In the early fifteenth century, Portuguese sailors reached a becalmed part of the Atlantic Ocean, coated with mats of gold-brown seaweed. Under windless skies, their ships drifted idly with the currents. The sailors named the seaweed Sargassum — after its resemblance to a Portuguese plant — and the region eventually became known as the Sargasso Sea.
Initially thought to be an oceanic desert, this part of the Atlantic is now recognized as a watery rainforest. It is one of Earth’s most rare and valuable marine ecosystems, so rich in nutrients that eels travel thousands of kilometres from rivers in Europe and the Americas to breed there.
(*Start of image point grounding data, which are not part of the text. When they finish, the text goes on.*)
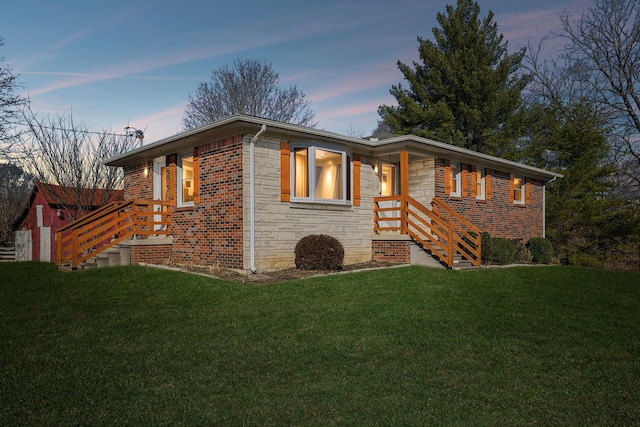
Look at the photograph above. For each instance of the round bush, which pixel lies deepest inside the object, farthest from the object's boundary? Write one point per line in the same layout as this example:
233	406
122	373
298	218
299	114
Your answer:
541	250
503	251
319	252
523	254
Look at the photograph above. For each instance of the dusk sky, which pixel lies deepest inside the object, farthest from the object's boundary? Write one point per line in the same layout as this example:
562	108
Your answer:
133	63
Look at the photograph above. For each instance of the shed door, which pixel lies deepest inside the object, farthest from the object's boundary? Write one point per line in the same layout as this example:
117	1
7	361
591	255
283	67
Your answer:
23	245
45	244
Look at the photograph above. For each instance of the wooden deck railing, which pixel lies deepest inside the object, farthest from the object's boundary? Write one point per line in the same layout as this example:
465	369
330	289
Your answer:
88	236
440	230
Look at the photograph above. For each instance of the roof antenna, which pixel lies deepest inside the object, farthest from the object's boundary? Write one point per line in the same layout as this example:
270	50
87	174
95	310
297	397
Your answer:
131	131
550	156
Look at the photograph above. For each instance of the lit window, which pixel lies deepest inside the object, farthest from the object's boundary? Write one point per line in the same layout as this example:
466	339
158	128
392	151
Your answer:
518	189
455	179
479	182
388	180
320	175
187	182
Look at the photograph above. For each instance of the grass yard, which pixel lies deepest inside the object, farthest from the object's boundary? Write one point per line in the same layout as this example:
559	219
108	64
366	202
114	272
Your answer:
405	346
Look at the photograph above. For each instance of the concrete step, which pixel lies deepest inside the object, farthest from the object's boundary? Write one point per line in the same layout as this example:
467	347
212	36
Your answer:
111	257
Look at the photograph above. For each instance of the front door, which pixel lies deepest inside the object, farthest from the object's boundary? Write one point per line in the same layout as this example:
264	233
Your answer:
388	187
160	190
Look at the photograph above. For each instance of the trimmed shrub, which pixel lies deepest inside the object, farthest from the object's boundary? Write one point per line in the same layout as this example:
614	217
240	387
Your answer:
523	255
584	260
503	251
541	250
319	252
486	249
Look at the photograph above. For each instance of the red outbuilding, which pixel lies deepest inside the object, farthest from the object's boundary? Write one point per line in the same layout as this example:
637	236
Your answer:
49	208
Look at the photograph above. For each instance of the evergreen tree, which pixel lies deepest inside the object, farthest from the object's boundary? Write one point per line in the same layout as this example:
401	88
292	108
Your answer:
579	207
467	90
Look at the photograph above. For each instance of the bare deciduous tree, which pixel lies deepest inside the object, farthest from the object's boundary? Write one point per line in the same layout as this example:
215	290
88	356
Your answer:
604	45
15	185
249	87
56	150
9	103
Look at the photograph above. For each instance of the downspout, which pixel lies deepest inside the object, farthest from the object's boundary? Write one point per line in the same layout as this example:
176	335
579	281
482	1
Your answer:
252	196
544	206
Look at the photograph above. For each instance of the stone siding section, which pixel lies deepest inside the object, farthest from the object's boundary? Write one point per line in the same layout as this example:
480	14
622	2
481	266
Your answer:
497	215
392	251
280	225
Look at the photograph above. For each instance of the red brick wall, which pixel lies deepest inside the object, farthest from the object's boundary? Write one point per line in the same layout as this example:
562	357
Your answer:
211	232
154	254
393	251
497	215
136	184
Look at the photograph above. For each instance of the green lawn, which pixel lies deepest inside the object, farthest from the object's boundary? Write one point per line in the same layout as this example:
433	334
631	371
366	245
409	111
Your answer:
405	346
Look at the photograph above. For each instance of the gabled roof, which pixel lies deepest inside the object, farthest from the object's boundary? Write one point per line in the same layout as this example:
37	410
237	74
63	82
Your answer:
57	195
388	146
64	197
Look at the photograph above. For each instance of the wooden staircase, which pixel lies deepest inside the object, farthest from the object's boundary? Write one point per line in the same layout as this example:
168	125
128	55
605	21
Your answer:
440	231
93	240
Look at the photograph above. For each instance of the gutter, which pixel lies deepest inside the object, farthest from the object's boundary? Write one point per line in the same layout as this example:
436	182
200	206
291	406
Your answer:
252	196
544	206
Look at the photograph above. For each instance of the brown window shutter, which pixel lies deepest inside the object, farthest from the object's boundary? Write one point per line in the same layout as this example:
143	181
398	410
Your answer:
447	177
356	180
285	172
172	183
196	175
511	187
474	182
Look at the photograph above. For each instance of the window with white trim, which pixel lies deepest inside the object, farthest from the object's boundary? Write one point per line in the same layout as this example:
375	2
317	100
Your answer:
186	180
479	181
518	186
455	178
320	175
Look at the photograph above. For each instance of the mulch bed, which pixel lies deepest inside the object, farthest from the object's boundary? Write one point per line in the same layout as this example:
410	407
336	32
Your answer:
275	276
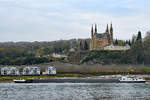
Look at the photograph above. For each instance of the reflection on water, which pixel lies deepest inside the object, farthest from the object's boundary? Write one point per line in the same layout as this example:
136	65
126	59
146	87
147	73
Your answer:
74	91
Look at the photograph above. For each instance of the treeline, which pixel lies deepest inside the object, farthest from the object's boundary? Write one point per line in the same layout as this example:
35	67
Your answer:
138	54
22	53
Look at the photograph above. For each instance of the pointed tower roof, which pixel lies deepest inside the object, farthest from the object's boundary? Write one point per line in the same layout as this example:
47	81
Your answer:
95	28
107	30
111	28
92	31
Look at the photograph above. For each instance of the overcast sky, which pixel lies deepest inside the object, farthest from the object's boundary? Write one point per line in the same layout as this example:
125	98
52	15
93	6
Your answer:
49	20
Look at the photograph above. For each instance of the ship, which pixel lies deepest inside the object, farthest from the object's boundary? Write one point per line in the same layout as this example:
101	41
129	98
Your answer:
128	79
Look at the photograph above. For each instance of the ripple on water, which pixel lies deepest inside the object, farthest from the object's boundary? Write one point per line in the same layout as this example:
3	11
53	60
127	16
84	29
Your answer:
74	91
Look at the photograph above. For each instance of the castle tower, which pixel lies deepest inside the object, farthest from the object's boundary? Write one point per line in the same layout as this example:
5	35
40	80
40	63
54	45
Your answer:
111	34
107	30
92	32
95	29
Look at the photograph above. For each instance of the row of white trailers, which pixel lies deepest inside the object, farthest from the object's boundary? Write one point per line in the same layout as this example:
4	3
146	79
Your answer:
30	70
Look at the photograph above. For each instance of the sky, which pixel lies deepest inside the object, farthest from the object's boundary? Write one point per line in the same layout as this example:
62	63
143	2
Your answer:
50	20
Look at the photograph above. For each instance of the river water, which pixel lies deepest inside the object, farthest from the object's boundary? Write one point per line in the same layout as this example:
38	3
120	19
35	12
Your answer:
75	91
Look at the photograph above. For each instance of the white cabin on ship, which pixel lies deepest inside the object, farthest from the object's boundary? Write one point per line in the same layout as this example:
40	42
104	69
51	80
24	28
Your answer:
51	70
9	71
31	70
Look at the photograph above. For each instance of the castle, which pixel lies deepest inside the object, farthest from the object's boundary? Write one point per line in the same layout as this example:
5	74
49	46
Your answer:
100	40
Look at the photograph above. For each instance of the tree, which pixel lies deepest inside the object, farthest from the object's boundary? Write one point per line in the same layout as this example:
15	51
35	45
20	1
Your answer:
139	36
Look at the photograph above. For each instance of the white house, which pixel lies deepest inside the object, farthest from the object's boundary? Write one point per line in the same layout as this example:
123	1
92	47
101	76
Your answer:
31	70
9	71
51	70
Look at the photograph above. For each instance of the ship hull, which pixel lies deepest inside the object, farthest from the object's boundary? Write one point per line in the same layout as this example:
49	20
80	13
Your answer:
78	80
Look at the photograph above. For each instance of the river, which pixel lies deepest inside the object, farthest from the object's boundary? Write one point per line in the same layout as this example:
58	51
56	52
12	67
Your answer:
75	91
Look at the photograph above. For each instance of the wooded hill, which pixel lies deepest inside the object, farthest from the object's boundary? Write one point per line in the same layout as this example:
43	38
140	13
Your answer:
27	53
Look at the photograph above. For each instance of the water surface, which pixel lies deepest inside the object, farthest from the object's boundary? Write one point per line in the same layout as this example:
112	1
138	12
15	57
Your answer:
75	91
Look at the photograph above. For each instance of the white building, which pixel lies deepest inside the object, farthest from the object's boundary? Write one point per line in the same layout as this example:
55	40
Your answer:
50	70
31	70
9	71
119	48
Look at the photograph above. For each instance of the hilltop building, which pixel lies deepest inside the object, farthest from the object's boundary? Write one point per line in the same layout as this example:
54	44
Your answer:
104	41
100	40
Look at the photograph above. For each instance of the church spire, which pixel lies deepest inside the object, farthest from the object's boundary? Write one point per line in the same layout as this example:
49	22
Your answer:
95	29
111	33
107	30
92	32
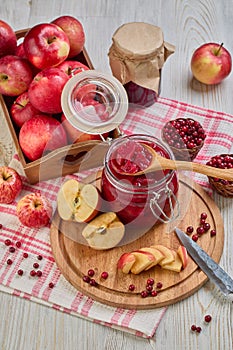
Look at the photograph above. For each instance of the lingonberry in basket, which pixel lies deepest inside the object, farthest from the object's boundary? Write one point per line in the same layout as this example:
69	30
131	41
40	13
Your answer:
185	136
207	318
223	187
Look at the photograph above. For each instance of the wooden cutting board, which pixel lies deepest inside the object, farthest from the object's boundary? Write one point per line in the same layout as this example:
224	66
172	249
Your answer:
74	258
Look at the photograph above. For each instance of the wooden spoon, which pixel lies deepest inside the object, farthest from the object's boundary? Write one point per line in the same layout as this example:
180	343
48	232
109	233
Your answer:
159	162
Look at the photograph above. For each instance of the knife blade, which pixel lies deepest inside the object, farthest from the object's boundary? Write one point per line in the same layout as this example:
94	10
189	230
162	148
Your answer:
213	271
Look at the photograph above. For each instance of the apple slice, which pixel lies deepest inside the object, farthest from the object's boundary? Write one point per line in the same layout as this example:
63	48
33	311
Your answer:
175	265
157	254
104	232
169	257
125	262
78	201
143	260
182	252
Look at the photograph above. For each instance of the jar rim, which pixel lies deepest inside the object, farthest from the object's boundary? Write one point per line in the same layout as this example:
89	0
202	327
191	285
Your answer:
114	94
129	187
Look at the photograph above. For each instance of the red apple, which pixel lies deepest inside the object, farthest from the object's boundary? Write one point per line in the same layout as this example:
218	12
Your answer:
46	45
34	210
74	30
211	63
22	109
72	67
41	134
46	88
74	135
10	184
15	75
8	40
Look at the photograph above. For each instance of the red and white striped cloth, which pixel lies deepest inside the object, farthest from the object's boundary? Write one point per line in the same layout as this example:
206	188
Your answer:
35	242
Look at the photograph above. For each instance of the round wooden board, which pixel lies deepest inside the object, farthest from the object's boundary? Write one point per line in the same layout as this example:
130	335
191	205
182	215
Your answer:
74	258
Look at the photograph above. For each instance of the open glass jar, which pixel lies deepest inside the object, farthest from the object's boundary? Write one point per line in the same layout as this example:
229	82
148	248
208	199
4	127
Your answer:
139	201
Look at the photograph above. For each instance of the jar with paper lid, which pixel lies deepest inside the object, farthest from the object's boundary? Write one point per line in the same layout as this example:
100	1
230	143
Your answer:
136	58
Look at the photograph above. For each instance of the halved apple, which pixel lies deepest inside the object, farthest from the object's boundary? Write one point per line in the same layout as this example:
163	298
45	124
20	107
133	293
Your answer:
175	265
125	262
143	260
104	232
182	252
78	201
157	254
169	257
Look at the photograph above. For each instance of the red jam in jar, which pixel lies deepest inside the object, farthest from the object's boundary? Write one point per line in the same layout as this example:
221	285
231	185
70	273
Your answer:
142	200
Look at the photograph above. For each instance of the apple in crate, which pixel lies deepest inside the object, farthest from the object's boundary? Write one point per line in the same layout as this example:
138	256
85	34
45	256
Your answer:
22	109
104	232
46	88
10	184
15	75
72	67
8	40
40	135
34	210
46	45
211	63
78	201
75	32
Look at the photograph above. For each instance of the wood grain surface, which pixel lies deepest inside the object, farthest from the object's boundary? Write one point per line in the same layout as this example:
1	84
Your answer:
74	257
187	24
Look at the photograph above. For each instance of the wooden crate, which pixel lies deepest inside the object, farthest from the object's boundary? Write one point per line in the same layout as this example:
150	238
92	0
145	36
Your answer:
62	161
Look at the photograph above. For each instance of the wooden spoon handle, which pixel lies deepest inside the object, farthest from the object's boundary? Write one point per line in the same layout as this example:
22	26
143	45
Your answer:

The Sargasso Sea is a clockwise circulating gyre that encompasses nearly two-thirds of the North Atlantic Ocean, unique in being the world's only sea that does not have a coastline; circulating ocean currents accumulate “floating reefs” of brown Sargassum seaweed to create its only border. You'll also find here free-floating brown macroalgae (phaeophyta) - the golden rainforest of the sea. The Sargasso Sea is home to several iconic species including the Bluefin tuna, eels, sea turtles, the endangered Bermuda Petrel (seabird) and the critically endangered Porbeagle shark which is threatened by overfishing and the North Atlantic “garbage patch” of consolidated plastic waste.
But the Sargasso Sea is also one of the dirtiest and most damaged parts of the open ocean. The gyre of currents that bounds this shoreless sea entraps vast amounts of plastic waste, and fish stocks are declining in the now-busy shipping route.